Nos consideramos muy fuertes, muy capaces, muy superiores a los demás……. cuando dejamos claramente establecido que ya sea de palabra u obra, el hecho de que si por alguna “interpretacion” nos sentimos atacados, inmediatamente nos defendemos atacando la que creemos es la fuente de la agresion; en otras palabras atacamos o contraatacamos….Por ello expresamos abiertamente y aun nos enorgullecemos cuando decimos “pues lo que soy yo si no me la dejo montar de ……….”  “conmigo si esta equivocado pues conmigo no puede” “ que se meta conmigo y vera lo que le sucede”….etc…etc… nada mas equivocado, pues lo que estamos gritando al mundo es “me siento atacado y me siento atacado porque creo que puedo ser dañado y creo que puedo ser dañado porque no soy más que un simple puñado de polvo frágil, destructible e indefenso.

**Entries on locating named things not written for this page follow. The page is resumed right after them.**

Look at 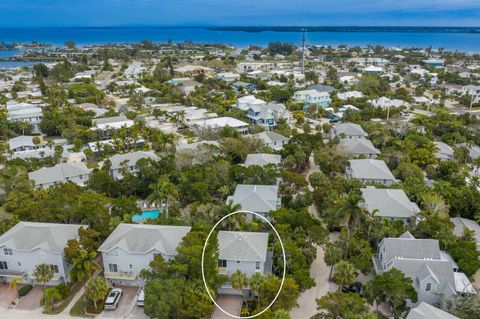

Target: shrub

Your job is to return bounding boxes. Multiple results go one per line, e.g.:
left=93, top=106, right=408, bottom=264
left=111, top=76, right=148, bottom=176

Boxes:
left=18, top=285, right=33, bottom=297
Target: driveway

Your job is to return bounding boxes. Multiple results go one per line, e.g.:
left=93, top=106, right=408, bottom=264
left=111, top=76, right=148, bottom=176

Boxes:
left=211, top=295, right=243, bottom=319
left=15, top=286, right=43, bottom=310
left=0, top=284, right=16, bottom=307
left=290, top=247, right=337, bottom=319
left=99, top=285, right=138, bottom=318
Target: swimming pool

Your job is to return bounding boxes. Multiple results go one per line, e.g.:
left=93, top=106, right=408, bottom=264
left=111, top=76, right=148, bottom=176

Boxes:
left=132, top=209, right=160, bottom=223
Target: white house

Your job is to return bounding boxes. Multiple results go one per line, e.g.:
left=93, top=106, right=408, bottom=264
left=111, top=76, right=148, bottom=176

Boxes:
left=0, top=222, right=82, bottom=285
left=28, top=163, right=90, bottom=188
left=373, top=232, right=475, bottom=307
left=359, top=186, right=420, bottom=224
left=293, top=89, right=331, bottom=108
left=109, top=151, right=158, bottom=179
left=346, top=159, right=397, bottom=185
left=98, top=224, right=191, bottom=286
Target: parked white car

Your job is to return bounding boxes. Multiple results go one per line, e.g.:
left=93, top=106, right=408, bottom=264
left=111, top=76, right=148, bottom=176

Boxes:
left=137, top=288, right=145, bottom=307
left=105, top=288, right=123, bottom=310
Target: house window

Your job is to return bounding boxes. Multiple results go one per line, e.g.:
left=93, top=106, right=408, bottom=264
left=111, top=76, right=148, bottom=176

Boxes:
left=49, top=265, right=58, bottom=274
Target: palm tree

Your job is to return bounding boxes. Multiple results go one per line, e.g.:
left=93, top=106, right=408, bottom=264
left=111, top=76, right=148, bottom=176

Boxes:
left=85, top=276, right=108, bottom=309
left=8, top=277, right=23, bottom=298
left=230, top=269, right=248, bottom=305
left=248, top=272, right=265, bottom=298
left=337, top=194, right=366, bottom=234
left=68, top=249, right=101, bottom=286
left=333, top=260, right=356, bottom=291
left=43, top=287, right=62, bottom=310
left=147, top=178, right=178, bottom=216
left=33, top=264, right=55, bottom=298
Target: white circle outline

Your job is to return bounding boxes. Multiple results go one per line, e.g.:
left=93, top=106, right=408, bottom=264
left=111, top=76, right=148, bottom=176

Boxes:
left=201, top=210, right=287, bottom=319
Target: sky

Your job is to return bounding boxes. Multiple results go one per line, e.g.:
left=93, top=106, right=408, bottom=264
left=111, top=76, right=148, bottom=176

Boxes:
left=0, top=0, right=480, bottom=27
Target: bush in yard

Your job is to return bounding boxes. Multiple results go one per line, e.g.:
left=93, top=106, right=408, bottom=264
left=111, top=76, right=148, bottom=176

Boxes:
left=18, top=285, right=33, bottom=297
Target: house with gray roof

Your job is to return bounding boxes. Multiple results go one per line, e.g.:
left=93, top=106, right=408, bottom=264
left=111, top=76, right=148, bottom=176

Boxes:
left=98, top=223, right=191, bottom=286
left=360, top=186, right=420, bottom=224
left=243, top=153, right=282, bottom=167
left=433, top=142, right=453, bottom=161
left=372, top=232, right=472, bottom=307
left=332, top=123, right=368, bottom=138
left=227, top=184, right=281, bottom=221
left=345, top=159, right=397, bottom=185
left=0, top=222, right=83, bottom=285
left=217, top=231, right=273, bottom=295
left=253, top=131, right=290, bottom=151
left=338, top=138, right=380, bottom=158
left=406, top=302, right=460, bottom=319
left=28, top=163, right=91, bottom=188
left=450, top=217, right=480, bottom=251
left=109, top=151, right=158, bottom=179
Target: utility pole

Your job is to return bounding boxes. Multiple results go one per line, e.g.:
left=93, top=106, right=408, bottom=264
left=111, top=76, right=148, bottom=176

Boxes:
left=302, top=29, right=307, bottom=74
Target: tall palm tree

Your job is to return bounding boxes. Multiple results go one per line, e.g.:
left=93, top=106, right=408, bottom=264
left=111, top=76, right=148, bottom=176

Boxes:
left=68, top=249, right=101, bottom=286
left=333, top=260, right=356, bottom=291
left=337, top=194, right=366, bottom=234
left=230, top=269, right=248, bottom=305
left=147, top=178, right=178, bottom=216
left=248, top=272, right=265, bottom=298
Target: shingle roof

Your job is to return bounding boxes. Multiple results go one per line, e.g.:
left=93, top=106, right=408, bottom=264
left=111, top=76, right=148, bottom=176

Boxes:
left=361, top=186, right=420, bottom=218
left=28, top=163, right=90, bottom=185
left=98, top=224, right=191, bottom=255
left=109, top=151, right=158, bottom=169
left=350, top=159, right=395, bottom=180
left=244, top=153, right=282, bottom=166
left=406, top=302, right=459, bottom=319
left=334, top=123, right=368, bottom=137
left=218, top=231, right=268, bottom=262
left=0, top=222, right=83, bottom=252
left=227, top=185, right=278, bottom=213
left=339, top=138, right=380, bottom=155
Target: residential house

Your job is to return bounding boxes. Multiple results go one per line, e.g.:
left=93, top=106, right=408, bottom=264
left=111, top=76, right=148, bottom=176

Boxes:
left=227, top=184, right=281, bottom=219
left=434, top=142, right=454, bottom=161
left=246, top=105, right=277, bottom=131
left=405, top=302, right=460, bottom=319
left=332, top=123, right=368, bottom=139
left=243, top=153, right=282, bottom=167
left=0, top=222, right=83, bottom=285
left=7, top=102, right=43, bottom=134
left=293, top=90, right=331, bottom=109
left=450, top=217, right=480, bottom=251
left=338, top=138, right=380, bottom=158
left=98, top=223, right=191, bottom=286
left=373, top=232, right=474, bottom=307
left=109, top=151, right=158, bottom=179
left=217, top=231, right=273, bottom=277
left=194, top=116, right=250, bottom=134
left=253, top=131, right=290, bottom=151
left=346, top=159, right=397, bottom=185
left=360, top=186, right=420, bottom=224
left=28, top=163, right=90, bottom=188
left=337, top=91, right=364, bottom=101
left=235, top=95, right=267, bottom=111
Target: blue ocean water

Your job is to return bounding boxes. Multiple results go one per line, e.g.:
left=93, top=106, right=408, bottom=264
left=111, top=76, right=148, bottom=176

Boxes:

Todos los que se creen muy fuertes, porque se defienden con ataque, con armas, con fuerza, con supresión, con chantaje etc…etc…etc… no son más que frágiles, miedosos e ilusos pues creen que la ilusión es la verdad.

El ego siempre se mantiene alerta por si surge cualquier amenaza, y la parte de tu mente en la que el ego fue aceptado está ansiosa por conservar su propia razón, tal como la entiende.  No se da cuenta de que es completamente demente. Mas tú tienes que darte cuenta exactamente de lo que esto significa si quieres que se te restituya la cordura. Los dementes protegen sus sistemas de pensamiento, pero lo hacen de manera demente. Y todas sus defensas son tan dementes como lo que supuestamente tienen que proteger. No hay nada en la separación, ni “razón”, ni atributo, ni ningún aspecto que no sea demente. Y su “protección”, que es parte de ella, es tan demente como toda ella. Por lo tanto, la relación especial, su principal defensa, no puede sino ser demente. UCDM T-17,IV,5

En la especialidad o sea en la creencia de que podemos ser “mas fuertes o poderosos que los demas” no está  nunca la fortaleza, pues la especialidad no es sino del ego y el ego se identifica con el cuerpo que es la fragilidad y la debilidad.

Dios descansa contigo serenamente, sin defensas y en total mansedumbre, pues sólo en esa quietud se encuentra la fuerza y el poder. Ahí la debilidad no tiene cabida porque ahí no hay ataque, y, por lo tanto, no hay ilusiones. El amor descansa en la certeza. Sólo la incertidumbre se defiende. Y toda incertidumbre no es otra cosa que las dudas que tienes acerca de ti mismo. UCDM T-22,V,3

La verdadera fortaleza, la fortaleza que nos corresponde como hijos de Dios y que forma parte de los atributos del amor, recibidos en la creación, solamente la podemos percibir y contactar en los procesos de verdadero perdón!